As of May 2020, the pandemic has shut down about 100,000 small businesses in America and sent 20.6 million jobs down the drain. This figure is even more dismal than the unemployment rates during the 2007-2009 Great Depression, which peaked at 8.7 million lost jobs.
But as in any dark time in human history, there’s always a silver lining, and abysmal situations offer an opportunity for unprecedented growth. The economy will recover, the U.S. Chamber of Commerce itself says, but businesses would have to adopt new practices to bounce back. Meanwhile, new entrepreneurs would have to weight things thoroughly before they enter any industry.
The franchising sector is at the same crossroads. It seems riskier than usual to invest in a franchise or franchise business in a pandemic recovery, but if you make the right decisions, the rewards are worth it.
A Look into the K-Shaped Recovery
While other economic crises have spurred a V-shaped recovery, where the steep economic decline would invariably lead to a steep recovery, the pandemic is a new kind of foe. Experts now predict a K-shaped recovery, where some businesses would recovery rosily, while some would remain in free fall.
Whether a business climbs or continues to fall depends largely on the industry it belongs to.
In the upper arm of the K-shape are the sectors that are vital in everyday life, support remote work and online classes, and keep food and supplies flowing into homes. These include groceries, convenience stores, medical suppliers, technology companies, and some segments of the retail industry. These businesses are essential in the new world, and they are unlikely to suffer even if the crisis abates because they simply enable people to adapt and survive. In fact, these businesses keep the stock market hovering around all-time highs.

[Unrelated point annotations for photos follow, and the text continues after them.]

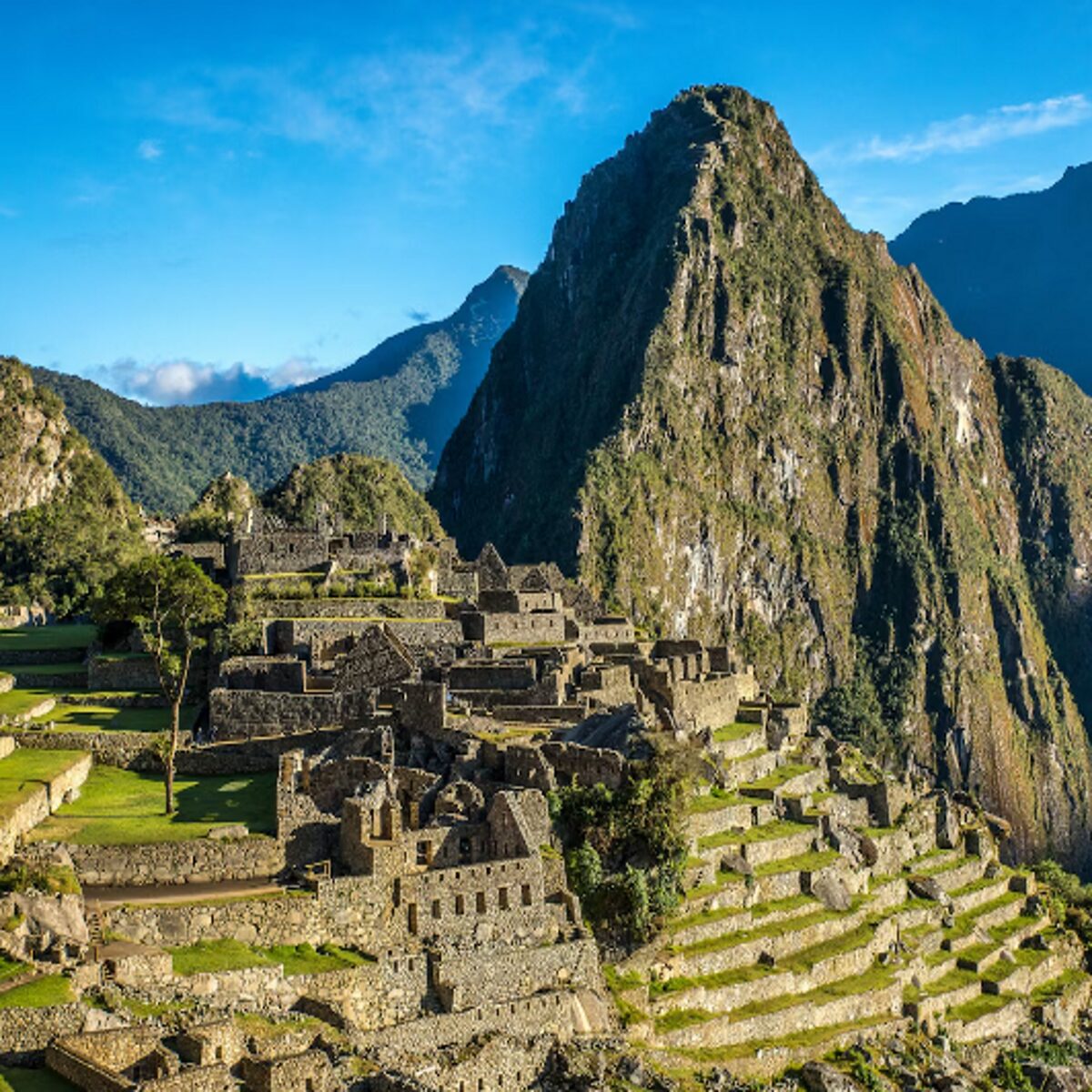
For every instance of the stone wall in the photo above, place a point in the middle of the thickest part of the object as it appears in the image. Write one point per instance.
(298, 636)
(132, 672)
(560, 1013)
(241, 714)
(587, 765)
(197, 861)
(543, 627)
(42, 800)
(282, 674)
(25, 1033)
(491, 675)
(383, 609)
(470, 978)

In the lower arm of the K-shape are sectors that depend on large gatherings and mobility, such as entertainment, leisure, hospitality, and food service. Social distancing and quarantine are a bane to these businesses, as it is their nature to bring people together or move them from one place to another. Even if they are innovating and adapting, they still experience thin profit margins and diminishing revenues.
Those in the upper arm are also the first to recover employment numbers. For instance, the financial services sector has already brought back 94% of its pre-pandemic employment. On the other hand, leisure and entertainment restored only 74% of the lost workforce.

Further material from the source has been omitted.